North Berwick, of course, has history when it comes to producing female golfing talent. Catriona Matthew trod the same path as Crawford, winning the Helen Holm event as well in her amateur career before going on to become a major winner and Solheim Cup legend.

“She has definitely been a great role model and an inspiration, especially living very close to her,” said Crawford. “We’ve had some games and also some talks about my future and it’s been really helpful to know someone who’s been on the path that I want to go down and you don’t have to be from over on the other side of the world for it to happen.

“It is amazing to see how she goes about her business. It’s not up front like some other people, which I really like. It’s subtle and low key, but, at the same time, she is working hard behind the scenes.”

Crawford, who went to Loretto School in Musselburgh and retains her golfing roots as a proud Stephen Gallacher Foundation ambassador, reckons her game has blossomed over the past six months since becoming a member of the Albany Golf Academy in the Bahamas.

Grace Crawford shows off the Helen Holm Scottish Women's Open trophy after her Troon triumph last weekend.
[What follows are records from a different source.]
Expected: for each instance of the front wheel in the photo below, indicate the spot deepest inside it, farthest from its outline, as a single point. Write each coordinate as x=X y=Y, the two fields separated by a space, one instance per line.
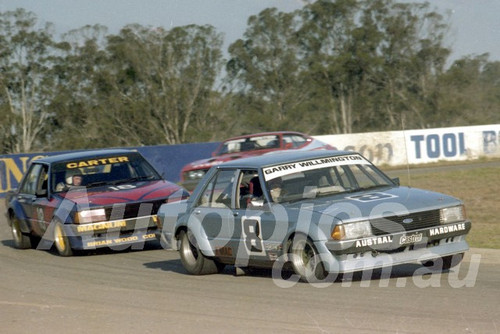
x=21 y=240
x=193 y=259
x=61 y=241
x=445 y=262
x=305 y=260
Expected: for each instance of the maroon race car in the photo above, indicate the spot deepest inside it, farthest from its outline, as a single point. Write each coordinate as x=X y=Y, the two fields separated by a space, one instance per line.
x=246 y=146
x=89 y=200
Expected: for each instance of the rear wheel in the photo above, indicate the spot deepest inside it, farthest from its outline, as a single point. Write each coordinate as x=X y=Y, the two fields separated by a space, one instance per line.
x=21 y=240
x=305 y=260
x=193 y=259
x=61 y=241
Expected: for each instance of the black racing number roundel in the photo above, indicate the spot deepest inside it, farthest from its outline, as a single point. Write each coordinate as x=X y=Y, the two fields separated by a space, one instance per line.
x=252 y=234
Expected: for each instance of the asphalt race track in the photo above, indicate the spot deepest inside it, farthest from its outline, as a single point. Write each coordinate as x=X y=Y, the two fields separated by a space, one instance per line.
x=149 y=292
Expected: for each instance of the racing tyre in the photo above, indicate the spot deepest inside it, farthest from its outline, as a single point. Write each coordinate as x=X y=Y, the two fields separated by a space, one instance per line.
x=193 y=259
x=447 y=262
x=21 y=241
x=61 y=241
x=305 y=260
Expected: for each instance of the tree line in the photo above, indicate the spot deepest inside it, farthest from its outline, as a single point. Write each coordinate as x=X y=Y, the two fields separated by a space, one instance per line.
x=333 y=66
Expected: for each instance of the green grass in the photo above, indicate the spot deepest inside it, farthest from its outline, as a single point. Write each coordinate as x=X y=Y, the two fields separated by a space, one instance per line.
x=478 y=188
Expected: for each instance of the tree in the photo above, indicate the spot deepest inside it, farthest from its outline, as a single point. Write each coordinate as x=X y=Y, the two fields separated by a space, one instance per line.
x=266 y=70
x=26 y=86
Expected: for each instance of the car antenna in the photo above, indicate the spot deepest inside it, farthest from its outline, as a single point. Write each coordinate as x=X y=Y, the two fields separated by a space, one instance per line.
x=406 y=149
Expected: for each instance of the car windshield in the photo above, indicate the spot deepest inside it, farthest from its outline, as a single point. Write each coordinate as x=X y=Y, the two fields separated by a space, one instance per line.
x=322 y=177
x=249 y=144
x=99 y=171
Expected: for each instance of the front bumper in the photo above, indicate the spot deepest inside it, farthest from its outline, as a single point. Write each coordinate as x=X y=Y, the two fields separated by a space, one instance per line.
x=117 y=233
x=393 y=249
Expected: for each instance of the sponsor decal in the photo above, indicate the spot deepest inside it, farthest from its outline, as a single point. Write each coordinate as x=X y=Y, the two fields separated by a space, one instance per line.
x=371 y=197
x=286 y=169
x=410 y=239
x=101 y=226
x=447 y=229
x=96 y=162
x=224 y=251
x=109 y=242
x=374 y=241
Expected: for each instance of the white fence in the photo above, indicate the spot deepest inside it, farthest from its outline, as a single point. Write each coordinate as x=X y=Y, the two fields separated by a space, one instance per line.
x=421 y=146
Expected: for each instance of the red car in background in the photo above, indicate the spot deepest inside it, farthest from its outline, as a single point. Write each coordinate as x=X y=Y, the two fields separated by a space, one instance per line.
x=247 y=146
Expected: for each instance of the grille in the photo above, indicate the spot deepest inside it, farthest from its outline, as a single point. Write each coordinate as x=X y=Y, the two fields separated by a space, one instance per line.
x=394 y=224
x=132 y=210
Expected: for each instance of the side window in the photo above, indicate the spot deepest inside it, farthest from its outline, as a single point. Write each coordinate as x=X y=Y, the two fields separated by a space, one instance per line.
x=42 y=181
x=218 y=192
x=30 y=182
x=248 y=189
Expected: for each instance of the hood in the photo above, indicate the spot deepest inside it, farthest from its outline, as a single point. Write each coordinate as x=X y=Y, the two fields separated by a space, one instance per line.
x=381 y=202
x=132 y=192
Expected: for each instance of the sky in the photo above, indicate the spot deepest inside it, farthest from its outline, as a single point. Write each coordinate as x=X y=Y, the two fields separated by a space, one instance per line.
x=474 y=26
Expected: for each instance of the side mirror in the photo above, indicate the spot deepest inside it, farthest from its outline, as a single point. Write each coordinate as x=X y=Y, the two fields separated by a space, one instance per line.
x=41 y=193
x=396 y=181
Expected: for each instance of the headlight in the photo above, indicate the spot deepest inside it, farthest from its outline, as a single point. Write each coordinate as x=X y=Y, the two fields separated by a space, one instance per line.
x=90 y=216
x=452 y=214
x=357 y=230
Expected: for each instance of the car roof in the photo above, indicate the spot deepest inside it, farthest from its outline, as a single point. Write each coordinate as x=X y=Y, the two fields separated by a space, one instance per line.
x=82 y=155
x=281 y=157
x=267 y=134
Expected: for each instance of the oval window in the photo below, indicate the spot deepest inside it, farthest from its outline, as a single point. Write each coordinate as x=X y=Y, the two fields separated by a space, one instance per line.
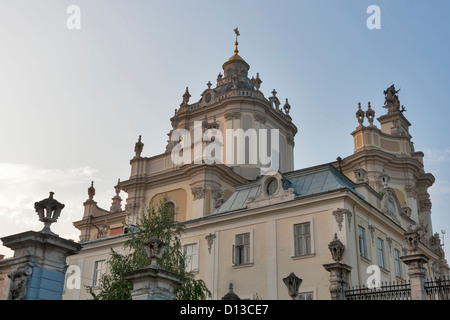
x=208 y=97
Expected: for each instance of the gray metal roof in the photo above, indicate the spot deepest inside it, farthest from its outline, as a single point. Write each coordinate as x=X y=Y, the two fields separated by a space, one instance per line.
x=305 y=182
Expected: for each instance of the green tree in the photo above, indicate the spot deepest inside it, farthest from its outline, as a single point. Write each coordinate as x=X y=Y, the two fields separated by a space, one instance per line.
x=156 y=222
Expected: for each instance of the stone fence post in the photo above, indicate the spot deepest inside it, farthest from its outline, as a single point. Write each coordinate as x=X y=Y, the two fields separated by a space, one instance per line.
x=339 y=272
x=415 y=262
x=37 y=269
x=153 y=282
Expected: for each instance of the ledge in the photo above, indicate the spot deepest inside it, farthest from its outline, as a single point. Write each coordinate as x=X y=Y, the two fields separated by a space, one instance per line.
x=306 y=256
x=244 y=265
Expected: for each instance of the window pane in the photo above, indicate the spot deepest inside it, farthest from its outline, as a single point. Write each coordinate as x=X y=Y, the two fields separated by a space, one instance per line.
x=302 y=239
x=380 y=253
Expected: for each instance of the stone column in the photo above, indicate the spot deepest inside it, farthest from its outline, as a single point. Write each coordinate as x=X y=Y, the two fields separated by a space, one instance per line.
x=415 y=262
x=417 y=274
x=339 y=272
x=153 y=282
x=37 y=269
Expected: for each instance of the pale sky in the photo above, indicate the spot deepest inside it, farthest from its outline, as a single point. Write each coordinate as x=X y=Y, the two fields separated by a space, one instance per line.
x=73 y=102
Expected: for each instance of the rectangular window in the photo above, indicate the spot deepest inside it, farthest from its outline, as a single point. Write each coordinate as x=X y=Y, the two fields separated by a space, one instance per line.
x=305 y=296
x=302 y=239
x=241 y=249
x=398 y=266
x=362 y=241
x=190 y=257
x=381 y=261
x=99 y=271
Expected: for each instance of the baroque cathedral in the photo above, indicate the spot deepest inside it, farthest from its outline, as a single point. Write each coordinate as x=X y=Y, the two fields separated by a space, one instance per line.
x=250 y=228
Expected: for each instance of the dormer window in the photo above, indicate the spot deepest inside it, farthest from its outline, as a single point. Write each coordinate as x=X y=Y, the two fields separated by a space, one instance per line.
x=272 y=186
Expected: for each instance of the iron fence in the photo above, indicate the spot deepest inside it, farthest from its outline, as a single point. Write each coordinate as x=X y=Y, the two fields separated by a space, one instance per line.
x=438 y=289
x=386 y=291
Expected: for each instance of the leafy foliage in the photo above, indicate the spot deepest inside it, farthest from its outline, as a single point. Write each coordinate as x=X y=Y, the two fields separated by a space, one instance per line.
x=155 y=222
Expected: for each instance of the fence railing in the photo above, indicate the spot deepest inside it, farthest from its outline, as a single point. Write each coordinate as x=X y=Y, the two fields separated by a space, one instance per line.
x=438 y=289
x=386 y=291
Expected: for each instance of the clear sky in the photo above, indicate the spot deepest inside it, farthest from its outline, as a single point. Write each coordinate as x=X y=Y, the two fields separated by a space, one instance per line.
x=74 y=101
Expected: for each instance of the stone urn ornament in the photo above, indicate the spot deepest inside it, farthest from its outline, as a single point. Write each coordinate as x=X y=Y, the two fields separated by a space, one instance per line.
x=336 y=248
x=412 y=240
x=155 y=249
x=292 y=283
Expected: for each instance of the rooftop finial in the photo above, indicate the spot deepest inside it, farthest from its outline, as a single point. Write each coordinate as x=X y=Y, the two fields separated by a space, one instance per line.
x=236 y=43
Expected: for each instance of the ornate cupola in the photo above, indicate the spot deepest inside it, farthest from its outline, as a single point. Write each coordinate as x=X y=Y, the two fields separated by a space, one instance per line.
x=235 y=73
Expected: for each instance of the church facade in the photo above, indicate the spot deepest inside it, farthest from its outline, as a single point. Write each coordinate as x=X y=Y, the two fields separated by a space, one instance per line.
x=251 y=222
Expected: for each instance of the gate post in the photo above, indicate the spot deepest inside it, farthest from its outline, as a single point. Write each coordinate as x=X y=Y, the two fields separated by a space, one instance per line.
x=415 y=262
x=339 y=272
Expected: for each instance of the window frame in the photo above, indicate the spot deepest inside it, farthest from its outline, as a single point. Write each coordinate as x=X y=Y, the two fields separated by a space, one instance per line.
x=249 y=258
x=381 y=253
x=195 y=252
x=305 y=245
x=98 y=273
x=362 y=242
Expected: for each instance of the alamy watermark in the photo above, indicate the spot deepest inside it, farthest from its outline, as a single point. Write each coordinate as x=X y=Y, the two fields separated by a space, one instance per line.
x=73 y=277
x=374 y=280
x=374 y=20
x=73 y=21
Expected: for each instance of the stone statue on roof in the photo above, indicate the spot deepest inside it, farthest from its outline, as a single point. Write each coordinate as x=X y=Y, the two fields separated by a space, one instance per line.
x=391 y=102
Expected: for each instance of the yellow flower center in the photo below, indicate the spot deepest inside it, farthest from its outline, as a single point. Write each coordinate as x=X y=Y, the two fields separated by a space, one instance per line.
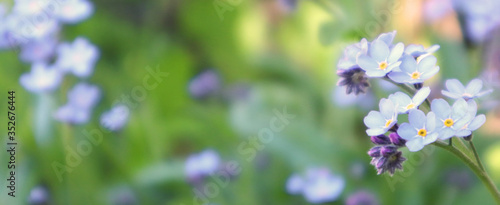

Picture: Scottish Golf

“Being at Albany and working with Jon Hearn, my coach, has brought my game on so much and I am just thankful for that,” she said. “I’ve worked really hard over the past six months and to see the improvements has been great.”

It’s a long way from home, but, having bumped into Crawford out on the Albany course as she watched the final round of the Hero World Challenge, a PGA Tour event hosted by Tiger Woods, in December, it was clear to see that she’d settled in quickly.

“I love it there,” she added. “I’ve got some great friends there and I think that helps. But my coach has been the main thing. First and foremost, he’s helped me with my game, but it’s outside of that as well.

“Through working with Jon, my iron play and accuracy with those clubs has definitely improved while I’ve also gained length, which is very helpful when you are playing courses against older people.”

Having followed in some notable footsteps by recording her Troon triumph, the young Scot is excited about her impending return to the Caribbean, where her plan is to see out a four-year stint before starting the next chapter in her life at college in the US.

“It’s unreal to think about having my name on that trophy alongside the likes of Catriona, Mel Reid, Leona Maguire and Pia Babnik,” she said. “Especially so when you see what they have all gone on to achieve and I’m hoping to do the exact same thing. Ever since I was tiny, I’ve always been set on becoming a professional golfer and it’s not shifting any time soon.”

Having her siblings to thank for “starting me on this journey”, Crawford reckons Kate and Glen, as well as her parents, Ali and Douglas, will ensure that she doesn’t get carried away by her most recent success and others that might follow.

“I’ve got a lot of people around me supporting me but also keeping me in check, which is what you need,” she said. “I wouldn’t have been able to do any of this without my parents, especially my dad. He’s always around for the golf and I appreciate that.

"He caddied for me at Troon and gave me a few wise words. He plays a little bit at North Berwick and used to give me a run for my money, but that was a few years ago (laughing).”